Samarinda – Cahaya baru pendidikan dan layanan publik menyinari Kalimantan Timur seiring peluncuran program unggulan Gratispol oleh Pemerintah Provinsi Kalimantan Timur pada Senin (21/4/2025). Program ini langsung mendapatkan sambutan positif dari Ketua Fraksi PKS DPRD Kaltim, Firnadi Ikhsan, yang menyebutnya sebagai kabar menggembirakan bagi seluruh masyarakat.
“Ini menunjukkan bahwa pemerintah provinsi siap melaksanakan program yang menjangkau kepentingan dasar masyarakat,” ujar Firnadi di Gedung DPRD Kaltim, Selasa (22/4/2025). Ia juga menyadari bahwa sebelumnya sempat terjadi kebingungan di tengah masyarakat selama tim transisi mendefinisikan teknis program. Namun setelah peluncuran resmi, masyarakat mulai memahami konsepnya.
“Kita tidak bisa memberikan ekspektasi yang terlalu mudah, karena ini adalah bagian dari belanja pemerintah daerah,” tegasnya.
Dalam kesempatan terpisah, Wakil Gubernur Kaltim, Seno Aji, menyampaikan bahwa Gratispol merupakan program strategis Pemprov untuk membangun sumber daya manusia unggul dan kompetitif di tingkat nasional. “Alhamdulillah kemarin telah diluncurkan Gratispol. Ini program besar Pemprov Kaltim dan sejalan dengan cita-cita nasional,” ungkap Seno di ruang kerjanya.
Fokus utama Gratispol adalah pendidikan gratis bagi siswa SMA, SMK, dan mahasiswa di seluruh universitas negeri dan swasta di Kalimantan Timur. Program ini bahkan sudah menjalin kerja sama dengan 53 perguruan tinggi.

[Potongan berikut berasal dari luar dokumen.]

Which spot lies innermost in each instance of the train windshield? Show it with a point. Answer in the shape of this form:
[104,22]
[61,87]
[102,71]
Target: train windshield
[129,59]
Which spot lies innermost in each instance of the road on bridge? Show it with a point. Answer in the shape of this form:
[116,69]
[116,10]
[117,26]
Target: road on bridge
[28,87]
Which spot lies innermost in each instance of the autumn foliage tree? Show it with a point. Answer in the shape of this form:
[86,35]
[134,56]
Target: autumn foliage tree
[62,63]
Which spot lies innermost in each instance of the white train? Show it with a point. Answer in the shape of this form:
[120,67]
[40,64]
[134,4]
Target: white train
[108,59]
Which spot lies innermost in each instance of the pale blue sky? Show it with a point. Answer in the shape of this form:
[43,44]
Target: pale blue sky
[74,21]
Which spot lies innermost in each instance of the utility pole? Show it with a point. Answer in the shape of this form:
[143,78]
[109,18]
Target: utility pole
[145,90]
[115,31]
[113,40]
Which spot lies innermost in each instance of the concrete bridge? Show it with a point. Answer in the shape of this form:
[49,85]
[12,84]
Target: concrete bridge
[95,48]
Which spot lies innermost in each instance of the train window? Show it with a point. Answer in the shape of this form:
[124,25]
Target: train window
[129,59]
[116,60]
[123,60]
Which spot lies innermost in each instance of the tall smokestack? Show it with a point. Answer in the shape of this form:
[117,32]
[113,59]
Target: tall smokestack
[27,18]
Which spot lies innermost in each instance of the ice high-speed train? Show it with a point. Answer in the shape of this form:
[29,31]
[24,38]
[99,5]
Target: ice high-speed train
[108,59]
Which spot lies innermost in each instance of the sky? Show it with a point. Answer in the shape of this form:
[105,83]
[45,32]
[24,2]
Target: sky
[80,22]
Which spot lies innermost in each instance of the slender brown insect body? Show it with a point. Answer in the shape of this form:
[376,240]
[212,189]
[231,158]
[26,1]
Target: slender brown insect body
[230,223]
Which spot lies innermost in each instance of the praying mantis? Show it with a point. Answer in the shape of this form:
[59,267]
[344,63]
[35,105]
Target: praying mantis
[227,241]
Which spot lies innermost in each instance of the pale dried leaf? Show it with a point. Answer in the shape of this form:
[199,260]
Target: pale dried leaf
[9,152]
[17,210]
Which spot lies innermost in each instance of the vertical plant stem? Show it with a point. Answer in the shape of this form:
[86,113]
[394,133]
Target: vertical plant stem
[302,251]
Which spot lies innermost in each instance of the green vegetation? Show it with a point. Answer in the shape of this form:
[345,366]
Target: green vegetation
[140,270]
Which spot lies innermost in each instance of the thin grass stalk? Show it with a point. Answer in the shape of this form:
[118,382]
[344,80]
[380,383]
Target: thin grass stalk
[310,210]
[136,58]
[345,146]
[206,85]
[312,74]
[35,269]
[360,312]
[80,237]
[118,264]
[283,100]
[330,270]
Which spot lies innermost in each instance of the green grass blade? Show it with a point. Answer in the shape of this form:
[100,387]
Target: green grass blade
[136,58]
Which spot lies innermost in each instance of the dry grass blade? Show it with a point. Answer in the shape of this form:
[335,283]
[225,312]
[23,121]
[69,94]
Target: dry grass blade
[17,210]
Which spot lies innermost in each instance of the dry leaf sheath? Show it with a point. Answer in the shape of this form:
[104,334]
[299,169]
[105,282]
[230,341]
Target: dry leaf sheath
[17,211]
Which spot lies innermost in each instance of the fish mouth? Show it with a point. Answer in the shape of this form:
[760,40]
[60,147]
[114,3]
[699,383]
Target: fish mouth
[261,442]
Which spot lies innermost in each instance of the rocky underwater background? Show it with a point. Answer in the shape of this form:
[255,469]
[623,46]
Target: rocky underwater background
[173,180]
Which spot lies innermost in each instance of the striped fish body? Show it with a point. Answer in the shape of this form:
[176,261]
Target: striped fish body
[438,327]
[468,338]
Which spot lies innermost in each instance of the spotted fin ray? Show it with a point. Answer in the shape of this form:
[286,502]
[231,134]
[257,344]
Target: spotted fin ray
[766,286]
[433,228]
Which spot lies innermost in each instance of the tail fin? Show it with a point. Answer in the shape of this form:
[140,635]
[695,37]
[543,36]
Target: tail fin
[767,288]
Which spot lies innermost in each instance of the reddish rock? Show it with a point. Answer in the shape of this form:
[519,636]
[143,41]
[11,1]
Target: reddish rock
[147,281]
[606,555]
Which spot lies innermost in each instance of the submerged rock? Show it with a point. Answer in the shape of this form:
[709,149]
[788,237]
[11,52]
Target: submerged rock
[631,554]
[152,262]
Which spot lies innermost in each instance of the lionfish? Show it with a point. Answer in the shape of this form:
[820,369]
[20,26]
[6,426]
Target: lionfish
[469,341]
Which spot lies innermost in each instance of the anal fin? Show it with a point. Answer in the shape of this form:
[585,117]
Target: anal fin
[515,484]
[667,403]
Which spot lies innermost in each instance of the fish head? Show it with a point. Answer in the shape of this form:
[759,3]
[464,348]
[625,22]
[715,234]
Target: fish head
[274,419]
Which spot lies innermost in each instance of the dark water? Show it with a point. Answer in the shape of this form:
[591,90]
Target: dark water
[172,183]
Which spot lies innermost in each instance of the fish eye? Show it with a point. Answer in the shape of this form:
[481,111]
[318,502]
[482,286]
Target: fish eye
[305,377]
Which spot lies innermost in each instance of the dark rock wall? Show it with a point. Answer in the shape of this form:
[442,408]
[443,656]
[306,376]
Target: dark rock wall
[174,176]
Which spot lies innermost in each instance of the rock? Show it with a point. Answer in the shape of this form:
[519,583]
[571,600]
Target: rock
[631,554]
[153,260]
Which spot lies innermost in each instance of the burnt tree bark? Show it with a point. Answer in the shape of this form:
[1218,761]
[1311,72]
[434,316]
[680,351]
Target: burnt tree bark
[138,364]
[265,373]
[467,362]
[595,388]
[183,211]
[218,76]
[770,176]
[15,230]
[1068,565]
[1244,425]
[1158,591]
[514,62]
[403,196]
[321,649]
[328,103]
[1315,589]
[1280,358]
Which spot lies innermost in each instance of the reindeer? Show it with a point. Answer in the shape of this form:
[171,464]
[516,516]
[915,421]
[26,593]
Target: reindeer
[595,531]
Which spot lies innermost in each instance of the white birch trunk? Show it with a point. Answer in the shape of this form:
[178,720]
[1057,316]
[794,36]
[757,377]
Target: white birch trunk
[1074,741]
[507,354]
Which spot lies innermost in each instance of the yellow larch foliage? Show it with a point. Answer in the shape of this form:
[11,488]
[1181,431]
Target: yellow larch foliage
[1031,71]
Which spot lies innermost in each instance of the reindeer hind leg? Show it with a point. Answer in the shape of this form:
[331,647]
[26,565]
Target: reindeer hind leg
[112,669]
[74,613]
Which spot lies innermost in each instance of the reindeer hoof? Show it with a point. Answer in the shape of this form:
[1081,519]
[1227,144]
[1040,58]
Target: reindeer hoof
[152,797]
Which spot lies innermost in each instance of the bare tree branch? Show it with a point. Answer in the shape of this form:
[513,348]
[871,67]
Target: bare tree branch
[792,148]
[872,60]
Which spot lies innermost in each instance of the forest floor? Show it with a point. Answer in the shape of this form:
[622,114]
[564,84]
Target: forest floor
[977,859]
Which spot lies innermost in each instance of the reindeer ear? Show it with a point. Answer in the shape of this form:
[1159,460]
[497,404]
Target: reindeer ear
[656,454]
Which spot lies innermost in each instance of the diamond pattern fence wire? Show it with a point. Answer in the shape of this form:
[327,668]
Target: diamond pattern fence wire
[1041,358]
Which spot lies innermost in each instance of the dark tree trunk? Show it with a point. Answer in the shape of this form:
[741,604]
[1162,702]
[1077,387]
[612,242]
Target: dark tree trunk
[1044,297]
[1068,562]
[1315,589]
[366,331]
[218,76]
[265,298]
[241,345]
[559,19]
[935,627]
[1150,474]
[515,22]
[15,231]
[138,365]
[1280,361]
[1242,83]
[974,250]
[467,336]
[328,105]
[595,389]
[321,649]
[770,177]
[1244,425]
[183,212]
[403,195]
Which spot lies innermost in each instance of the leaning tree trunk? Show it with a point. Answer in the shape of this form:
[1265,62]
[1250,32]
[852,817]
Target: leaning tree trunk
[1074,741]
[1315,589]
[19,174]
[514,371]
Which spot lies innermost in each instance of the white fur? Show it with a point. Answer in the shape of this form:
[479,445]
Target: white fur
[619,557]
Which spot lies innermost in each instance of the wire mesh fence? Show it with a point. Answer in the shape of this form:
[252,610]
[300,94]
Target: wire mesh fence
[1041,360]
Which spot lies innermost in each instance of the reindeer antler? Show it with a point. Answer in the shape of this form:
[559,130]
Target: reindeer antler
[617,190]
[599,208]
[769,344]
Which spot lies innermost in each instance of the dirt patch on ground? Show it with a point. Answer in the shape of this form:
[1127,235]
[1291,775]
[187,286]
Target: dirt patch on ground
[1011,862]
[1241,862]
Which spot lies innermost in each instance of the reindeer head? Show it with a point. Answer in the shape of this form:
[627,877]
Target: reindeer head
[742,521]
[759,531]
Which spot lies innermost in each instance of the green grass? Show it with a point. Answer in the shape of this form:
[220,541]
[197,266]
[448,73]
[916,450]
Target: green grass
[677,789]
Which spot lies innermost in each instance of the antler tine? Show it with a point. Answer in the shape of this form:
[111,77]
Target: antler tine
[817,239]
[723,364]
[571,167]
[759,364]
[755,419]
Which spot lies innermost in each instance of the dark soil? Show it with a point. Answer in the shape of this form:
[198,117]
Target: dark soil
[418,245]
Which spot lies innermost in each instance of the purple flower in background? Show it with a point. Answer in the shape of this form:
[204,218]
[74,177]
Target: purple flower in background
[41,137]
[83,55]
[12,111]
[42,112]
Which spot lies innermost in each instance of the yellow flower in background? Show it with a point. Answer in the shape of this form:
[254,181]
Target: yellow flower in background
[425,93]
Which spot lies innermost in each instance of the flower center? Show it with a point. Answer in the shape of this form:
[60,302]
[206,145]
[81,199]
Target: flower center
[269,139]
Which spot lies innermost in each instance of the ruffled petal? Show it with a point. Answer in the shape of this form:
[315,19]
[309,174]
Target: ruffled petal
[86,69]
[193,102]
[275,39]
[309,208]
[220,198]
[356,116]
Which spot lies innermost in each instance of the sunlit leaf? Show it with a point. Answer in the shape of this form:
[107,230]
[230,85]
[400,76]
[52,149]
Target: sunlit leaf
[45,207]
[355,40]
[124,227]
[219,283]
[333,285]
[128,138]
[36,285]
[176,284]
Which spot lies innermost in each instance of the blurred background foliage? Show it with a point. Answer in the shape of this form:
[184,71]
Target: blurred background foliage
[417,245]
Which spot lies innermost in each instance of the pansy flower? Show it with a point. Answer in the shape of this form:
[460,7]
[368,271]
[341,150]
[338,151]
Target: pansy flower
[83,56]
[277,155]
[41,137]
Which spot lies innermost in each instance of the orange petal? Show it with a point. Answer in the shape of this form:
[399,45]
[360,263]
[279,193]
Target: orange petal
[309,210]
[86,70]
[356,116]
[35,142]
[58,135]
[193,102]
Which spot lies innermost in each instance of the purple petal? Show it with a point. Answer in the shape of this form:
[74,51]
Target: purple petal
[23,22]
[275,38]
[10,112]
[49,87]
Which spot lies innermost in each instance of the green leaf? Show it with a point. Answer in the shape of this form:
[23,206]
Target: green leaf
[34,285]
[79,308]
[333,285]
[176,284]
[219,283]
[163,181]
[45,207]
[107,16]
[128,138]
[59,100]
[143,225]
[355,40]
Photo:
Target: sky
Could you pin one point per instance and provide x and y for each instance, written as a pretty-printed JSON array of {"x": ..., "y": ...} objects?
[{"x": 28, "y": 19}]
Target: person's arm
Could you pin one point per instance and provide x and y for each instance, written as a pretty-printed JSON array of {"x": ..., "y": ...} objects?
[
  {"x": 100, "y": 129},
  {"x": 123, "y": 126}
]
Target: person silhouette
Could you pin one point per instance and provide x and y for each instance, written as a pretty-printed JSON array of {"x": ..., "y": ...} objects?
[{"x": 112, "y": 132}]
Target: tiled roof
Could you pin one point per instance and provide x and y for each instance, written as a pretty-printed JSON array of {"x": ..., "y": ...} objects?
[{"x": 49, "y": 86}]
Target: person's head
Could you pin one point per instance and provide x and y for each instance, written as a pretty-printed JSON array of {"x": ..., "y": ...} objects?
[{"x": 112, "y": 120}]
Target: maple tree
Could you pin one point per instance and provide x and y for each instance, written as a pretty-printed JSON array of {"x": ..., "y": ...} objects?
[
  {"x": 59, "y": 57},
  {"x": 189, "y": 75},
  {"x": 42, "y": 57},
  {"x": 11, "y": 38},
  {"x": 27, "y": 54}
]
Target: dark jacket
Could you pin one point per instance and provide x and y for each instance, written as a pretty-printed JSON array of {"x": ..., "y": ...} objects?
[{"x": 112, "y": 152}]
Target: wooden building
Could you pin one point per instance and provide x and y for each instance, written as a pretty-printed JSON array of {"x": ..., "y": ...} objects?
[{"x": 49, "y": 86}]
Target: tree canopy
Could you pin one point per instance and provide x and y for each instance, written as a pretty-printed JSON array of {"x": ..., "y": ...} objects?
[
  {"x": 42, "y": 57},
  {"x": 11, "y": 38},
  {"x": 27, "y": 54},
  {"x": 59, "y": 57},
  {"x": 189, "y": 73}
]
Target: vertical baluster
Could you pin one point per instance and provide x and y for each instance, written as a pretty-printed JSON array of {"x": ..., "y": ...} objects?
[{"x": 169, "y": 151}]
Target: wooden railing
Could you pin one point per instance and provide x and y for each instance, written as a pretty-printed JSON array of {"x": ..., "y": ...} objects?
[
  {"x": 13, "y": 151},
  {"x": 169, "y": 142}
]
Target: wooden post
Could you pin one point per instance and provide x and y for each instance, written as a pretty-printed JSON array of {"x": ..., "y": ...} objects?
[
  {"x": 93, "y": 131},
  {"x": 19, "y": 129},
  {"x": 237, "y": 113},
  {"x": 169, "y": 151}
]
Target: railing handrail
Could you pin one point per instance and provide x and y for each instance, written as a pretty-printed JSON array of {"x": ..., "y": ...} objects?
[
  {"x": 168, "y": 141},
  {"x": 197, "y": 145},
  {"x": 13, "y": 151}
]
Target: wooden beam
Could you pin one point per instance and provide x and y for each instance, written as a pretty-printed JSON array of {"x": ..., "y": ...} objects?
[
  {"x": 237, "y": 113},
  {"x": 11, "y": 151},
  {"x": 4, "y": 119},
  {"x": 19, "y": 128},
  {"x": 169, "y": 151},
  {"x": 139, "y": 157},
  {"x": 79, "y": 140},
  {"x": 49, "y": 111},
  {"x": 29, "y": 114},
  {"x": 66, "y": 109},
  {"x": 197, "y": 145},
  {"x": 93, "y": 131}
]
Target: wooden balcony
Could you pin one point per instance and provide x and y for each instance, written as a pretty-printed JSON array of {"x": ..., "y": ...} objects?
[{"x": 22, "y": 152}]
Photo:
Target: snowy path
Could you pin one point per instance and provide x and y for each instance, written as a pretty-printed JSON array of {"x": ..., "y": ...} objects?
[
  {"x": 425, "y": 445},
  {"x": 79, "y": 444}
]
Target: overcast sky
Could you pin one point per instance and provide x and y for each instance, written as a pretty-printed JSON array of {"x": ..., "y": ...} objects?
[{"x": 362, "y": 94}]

Untuk mendukung implementasinya, Pemprov mengalokasikan dana sebesar Rp750 miliar dalam APBD 2025 dan akan meningkat menjadi Rp2,1 triliun pada tahun berikutnya.
Seno menjelaskan bahwa seluruh mahasiswa baru tidak perlu membayar biaya pendidikan untuk semester pertama. Selanjutnya, semester dua hingga delapan akan dibiayai melalui anggaran perubahan 2025 dan dilanjutkan dalam APBD murni 2026.
Gratispol juga mencakup beasiswa penuh bagi mahasiswa jenjang D3 hingga S3, termasuk yang kuliah di luar provinsi. Syaratnya antara lain memiliki surat keterangan tidak mampu dan IPK minimal 3,6. “Bagi anak kita yang kuliah di luar Kaltim, harus memenuhi beberapa persyaratan,” kata Seno.
Tak hanya itu, Gratispol juga akan menyediakan bantuan seragam dan sepatu gratis bagi siswa SMA dan SMK baru yang akan masuk tahun ajaran 2025. Program ini dijadwalkan mulai berjalan pada Mei dan Juni mendatang.
Seno optimistis, dengan pelaksanaan Gratispol, angka partisipasi pendidikan tinggi di Kaltim bisa meningkat dari 12 persen menjadi 25–30 persen dalam lima hingga sepuluh tahun ke depan. Rata-rata lama sekolah pun ditargetkan naik dari 12 tahun menjadi 16 tahun.